Have def had my share of these experiences in the city. Not drinking alcohol
for 2020 as one of my ways of resetting.

------
bradlys
You're not alone. A lot of my peers in their 20s have already moved back in
with their parents or were already with them to begin with (if their parents
lived in the area). Some of the moved cross country shortly after the WFH
orders went into place - presumably to save money.

If you get along with your family well enough, where they live makes sense for
your job (internet/timezone), and they have the space to house you for then
why not do it.

I won't be doing it for multiple reasons but I feel like I'm the minority.
Most of my peers get along with their parents. (would be hard for them to
break into the SF Bay Area with no parental support) I don't get along with
mine - so I'll continue to pay out my ass to rent a substandard living space.

------
kenbolton
I moved out of NYC after the 2001 Al Qaeda attacks and back to my parents.
There wasn't the same level of lockdown, and the 14 days I was stuck in SF
when my 9/12 flight was canceled seems quaint now.
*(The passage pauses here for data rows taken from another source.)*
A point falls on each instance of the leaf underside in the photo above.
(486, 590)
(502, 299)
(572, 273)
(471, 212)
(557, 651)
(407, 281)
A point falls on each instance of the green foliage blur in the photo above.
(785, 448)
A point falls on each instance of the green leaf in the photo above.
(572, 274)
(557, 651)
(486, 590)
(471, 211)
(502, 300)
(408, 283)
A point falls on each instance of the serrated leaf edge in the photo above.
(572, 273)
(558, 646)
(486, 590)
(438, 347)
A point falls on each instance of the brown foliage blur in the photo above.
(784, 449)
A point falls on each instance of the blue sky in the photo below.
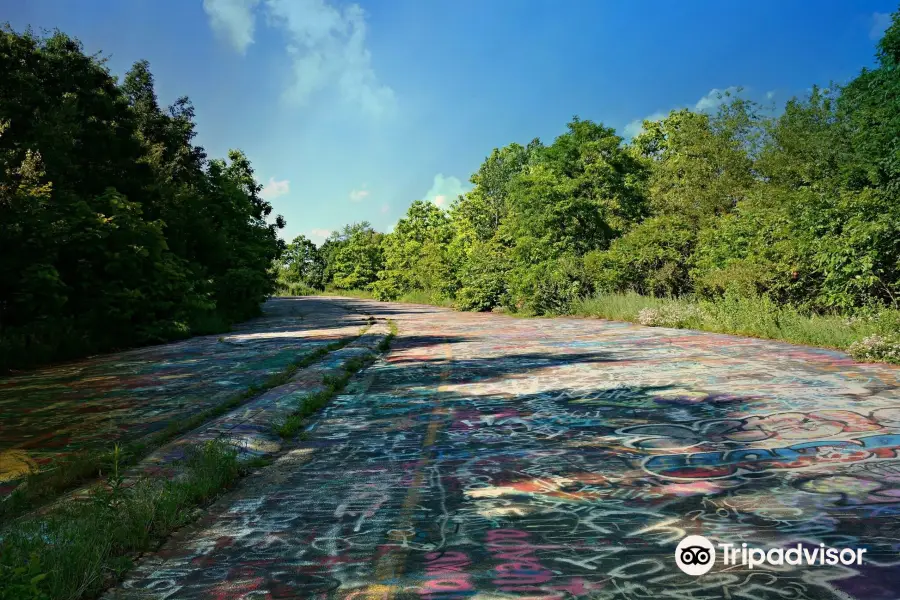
(350, 111)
I used the change to learn python, improve my html & css skills, cook, and
garden, all while consulting for my former employer. My parents were happy to
come home to a meal every night and our relationship grew into friendship. My
younger brother moved home a year later. Within a year, we had each found our
"dream job" 90 minutes from home in opposite directions.
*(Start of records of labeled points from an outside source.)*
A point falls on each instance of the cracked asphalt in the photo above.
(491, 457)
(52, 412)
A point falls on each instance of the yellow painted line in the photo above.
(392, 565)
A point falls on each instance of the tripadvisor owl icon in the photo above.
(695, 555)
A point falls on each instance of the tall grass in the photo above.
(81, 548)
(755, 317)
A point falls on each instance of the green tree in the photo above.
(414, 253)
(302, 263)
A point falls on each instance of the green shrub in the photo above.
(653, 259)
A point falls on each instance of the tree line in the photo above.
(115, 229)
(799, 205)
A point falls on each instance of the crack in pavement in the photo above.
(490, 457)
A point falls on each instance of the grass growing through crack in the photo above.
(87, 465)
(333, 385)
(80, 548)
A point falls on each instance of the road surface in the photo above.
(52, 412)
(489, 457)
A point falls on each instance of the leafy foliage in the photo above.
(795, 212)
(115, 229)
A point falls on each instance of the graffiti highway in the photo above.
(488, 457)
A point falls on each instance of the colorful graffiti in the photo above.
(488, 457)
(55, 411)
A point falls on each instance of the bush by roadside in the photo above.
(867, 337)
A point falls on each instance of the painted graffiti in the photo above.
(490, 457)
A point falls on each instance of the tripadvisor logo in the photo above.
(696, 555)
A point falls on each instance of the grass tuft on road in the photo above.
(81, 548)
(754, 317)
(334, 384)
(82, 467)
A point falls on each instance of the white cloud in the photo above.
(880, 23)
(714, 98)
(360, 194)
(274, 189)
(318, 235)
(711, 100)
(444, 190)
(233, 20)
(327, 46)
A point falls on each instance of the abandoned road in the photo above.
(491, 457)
I left home fairly early and none of my school friends were still in town. The
internet wasn't nearly as social as it is today. Going to see friends and
doing freelance work in Brooklyn were the social highlights of the time.

In my neighborhood now, lots of younger people, many of color, are moving back
in with their parents. In some cases, the parents have lost their jobs. The
return to the nest is helping my community survive as these people are doing
remote work or getting essential jobs and helping make ends meet. I am
expecting foreclosures in the coming months, but these families are in a
better position to weather it because of the returning income.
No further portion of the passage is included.